Clark, who is also Black, narrowly defeated Clay Cox, a white incumbent Republican, by 51 percent to 49 percent in 2018. In November, she was re-elected by 55 percent to 45 percent.

But the demographic shifts are only part of the story. Andra Gillespie, a political science professor at Emory University in Atlanta, also pointed to increased voter registration and turnout. She credits voting rights activists like Stacey Abrams, who has been widely applauded for her work in transforming Georgia into a battleground state.

“I have never seen so many signs for Democrats in my neighborhood, I use to never see that,” said voter Brenda Kennedy, who is Black and has lived in Savannah for around 30 years. “And that’s how I know Georgia is changing.”

Quentin James, one of the founders of The Collective PAC, an organization dedicated to electing Black lawmakers, said organizing helps make Black voters a larger share of the electorate, particularly in states like Georgia.

“Black voters are showing up,” James said. “Part of it is when we give Black voters something to vote for, great candidates with a great message, they show up.”

He added: “We’ve got to change the attitudes of white voters. That is something that the party has to do, but we shouldn’t do that work at the expense of engaging and turning out Black voters. And that’s been the challenge.”

James said his organization plans to help move about 26,000 voters to the polls through free ride-sharing programs — more than double the number in the general election — among other voter mobilization efforts. He said building an infrastructure of voters of color has been key.

“I think if anybody’s looking for lessons learned from, I think, around the country, it is in a place like Georgia and a place like Arizona and a place like Nevada — Democrats have been quietly investing in changing the electorates there,” he said.

Some Republicans are also hoping to tap into the diversifying electorate.

Scott Johnson, who serves on the Georgia Board of Education, said Republicans have work to do in appealing to diverse communities. He lives in Marietta, a booming suburb of the Atlanta metropolitan area that fueled the Democratic shift.

“On the street I live on — it’s a short street, there are seven houses on there — there are three African American families, a Middle Eastern family and three caucasian families who kind of look like me,” Johnson said after attending a Loeffler rally earlier in the runoff campaign. “And that’s great. Because we’re all friends. And I believe we all have the same values, largely.”

Nse Ufot, the CEO of the New Georgia Project, which Abrams founded, said the group has registered more than a half-million Black voters, as well as Asian and Hispanic voters. The group has been laser-focused on registering more voters ahead of the runoffs and making sure they get to the polls.

“I will say that the demographic shifts are the fire and organizing is absolutely the accelerant,” Ufot said.

“Phone calls, text messages, knocking on their doors and postcards, as well as digital ads, all together,” she said. “We’ve been wild, annoying, and we’re turning it. And we’re doubling down on that so that people get to see going out to vote as a way to stop the phone calls.”
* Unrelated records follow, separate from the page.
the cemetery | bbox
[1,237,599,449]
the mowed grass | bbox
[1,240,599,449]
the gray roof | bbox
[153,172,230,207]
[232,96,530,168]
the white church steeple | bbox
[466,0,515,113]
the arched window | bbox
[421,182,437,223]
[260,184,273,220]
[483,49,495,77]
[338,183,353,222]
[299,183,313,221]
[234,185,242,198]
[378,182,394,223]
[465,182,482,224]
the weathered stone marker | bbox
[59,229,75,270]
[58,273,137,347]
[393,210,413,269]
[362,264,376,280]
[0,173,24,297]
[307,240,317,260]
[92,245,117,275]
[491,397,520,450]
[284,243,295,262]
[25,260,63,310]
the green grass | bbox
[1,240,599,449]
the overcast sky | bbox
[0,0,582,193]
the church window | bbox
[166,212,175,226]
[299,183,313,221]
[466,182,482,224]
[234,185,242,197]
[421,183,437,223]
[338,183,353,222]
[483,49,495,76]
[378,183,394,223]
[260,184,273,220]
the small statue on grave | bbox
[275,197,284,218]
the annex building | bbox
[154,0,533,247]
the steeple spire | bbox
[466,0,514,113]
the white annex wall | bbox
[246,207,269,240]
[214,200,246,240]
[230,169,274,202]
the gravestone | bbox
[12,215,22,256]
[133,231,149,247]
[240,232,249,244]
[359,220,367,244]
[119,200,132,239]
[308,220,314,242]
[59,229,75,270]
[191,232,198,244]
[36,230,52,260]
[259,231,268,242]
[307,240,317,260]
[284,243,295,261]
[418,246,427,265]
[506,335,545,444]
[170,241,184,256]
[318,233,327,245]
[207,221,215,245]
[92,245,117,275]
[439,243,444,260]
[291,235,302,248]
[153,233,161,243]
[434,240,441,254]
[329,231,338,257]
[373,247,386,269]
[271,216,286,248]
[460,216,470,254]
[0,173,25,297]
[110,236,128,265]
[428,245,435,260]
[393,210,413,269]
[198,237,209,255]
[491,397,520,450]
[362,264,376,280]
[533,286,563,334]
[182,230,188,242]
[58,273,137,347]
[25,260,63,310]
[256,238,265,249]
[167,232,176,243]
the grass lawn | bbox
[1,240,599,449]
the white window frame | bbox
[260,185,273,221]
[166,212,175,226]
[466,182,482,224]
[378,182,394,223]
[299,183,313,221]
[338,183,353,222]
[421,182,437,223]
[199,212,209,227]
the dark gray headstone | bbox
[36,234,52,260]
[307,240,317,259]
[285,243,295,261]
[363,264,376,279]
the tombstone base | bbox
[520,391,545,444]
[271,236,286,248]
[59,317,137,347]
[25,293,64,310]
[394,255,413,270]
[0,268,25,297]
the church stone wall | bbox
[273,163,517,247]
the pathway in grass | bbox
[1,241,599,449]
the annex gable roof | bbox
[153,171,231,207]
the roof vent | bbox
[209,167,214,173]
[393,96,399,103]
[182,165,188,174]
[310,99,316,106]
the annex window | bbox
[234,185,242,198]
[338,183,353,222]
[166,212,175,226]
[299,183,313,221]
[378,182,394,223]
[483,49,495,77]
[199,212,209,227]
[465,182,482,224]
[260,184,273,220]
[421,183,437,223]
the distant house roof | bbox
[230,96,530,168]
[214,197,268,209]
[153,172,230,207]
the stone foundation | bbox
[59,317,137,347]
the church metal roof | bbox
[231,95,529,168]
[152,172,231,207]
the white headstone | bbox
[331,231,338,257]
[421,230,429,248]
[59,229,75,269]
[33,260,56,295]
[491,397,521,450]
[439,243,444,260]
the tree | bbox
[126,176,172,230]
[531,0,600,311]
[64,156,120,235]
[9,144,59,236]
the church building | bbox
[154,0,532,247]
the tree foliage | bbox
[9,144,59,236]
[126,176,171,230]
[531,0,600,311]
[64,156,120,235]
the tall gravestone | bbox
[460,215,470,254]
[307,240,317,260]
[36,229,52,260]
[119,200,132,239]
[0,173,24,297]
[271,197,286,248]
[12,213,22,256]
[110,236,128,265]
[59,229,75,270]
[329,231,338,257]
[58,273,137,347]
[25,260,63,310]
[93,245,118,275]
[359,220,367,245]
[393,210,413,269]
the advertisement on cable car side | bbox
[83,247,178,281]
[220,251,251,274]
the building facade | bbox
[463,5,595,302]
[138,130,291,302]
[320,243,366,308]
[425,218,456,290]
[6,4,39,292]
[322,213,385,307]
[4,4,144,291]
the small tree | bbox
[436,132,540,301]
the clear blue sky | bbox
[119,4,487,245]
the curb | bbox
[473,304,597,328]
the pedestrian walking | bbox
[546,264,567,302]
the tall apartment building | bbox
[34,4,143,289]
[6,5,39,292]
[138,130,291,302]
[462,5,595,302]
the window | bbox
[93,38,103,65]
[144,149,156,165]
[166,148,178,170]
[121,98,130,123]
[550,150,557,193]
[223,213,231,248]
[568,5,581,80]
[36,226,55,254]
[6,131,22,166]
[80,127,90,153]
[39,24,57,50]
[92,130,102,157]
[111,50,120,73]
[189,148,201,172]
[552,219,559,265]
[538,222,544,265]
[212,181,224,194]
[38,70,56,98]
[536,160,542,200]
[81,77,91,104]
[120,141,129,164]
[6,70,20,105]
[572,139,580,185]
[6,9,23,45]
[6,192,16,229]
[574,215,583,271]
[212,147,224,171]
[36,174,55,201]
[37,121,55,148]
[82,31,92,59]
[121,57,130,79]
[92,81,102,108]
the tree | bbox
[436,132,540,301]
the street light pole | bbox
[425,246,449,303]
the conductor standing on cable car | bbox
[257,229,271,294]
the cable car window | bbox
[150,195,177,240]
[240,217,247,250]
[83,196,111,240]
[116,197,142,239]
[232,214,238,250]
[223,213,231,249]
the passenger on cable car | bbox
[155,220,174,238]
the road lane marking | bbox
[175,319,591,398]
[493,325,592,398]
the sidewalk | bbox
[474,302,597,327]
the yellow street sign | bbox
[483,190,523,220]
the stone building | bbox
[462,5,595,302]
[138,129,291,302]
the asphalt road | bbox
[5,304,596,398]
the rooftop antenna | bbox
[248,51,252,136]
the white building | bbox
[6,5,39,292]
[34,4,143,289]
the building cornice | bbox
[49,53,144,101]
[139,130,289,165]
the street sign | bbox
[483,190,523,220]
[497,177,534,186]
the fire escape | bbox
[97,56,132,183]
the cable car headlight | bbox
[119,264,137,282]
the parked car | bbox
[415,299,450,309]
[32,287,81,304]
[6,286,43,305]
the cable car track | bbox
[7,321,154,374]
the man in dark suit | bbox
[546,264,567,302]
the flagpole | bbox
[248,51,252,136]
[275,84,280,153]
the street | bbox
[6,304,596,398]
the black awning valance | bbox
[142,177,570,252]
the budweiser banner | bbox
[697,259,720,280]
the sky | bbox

At the core of the strategy, she said, is an “aggressive research agenda” to drive intensive voter mobilization efforts to get voters off the sidelines.

“Just because we’re Black, just because we’re millennials and Gen Z and just because we’re women, doesn’t automatically make us experts in Black politics,” Ufot said.

She said that as a Georgia resident, she has seen the demographic shifts and the changes particularly around the Atlanta suburbs and rural parts of the state.

“I think that often when people hear ‘rural voters’ that it’s code in their minds for white conservatives, and not only are there white progressives in rural Georgia, but a bunch of Black people,” she said.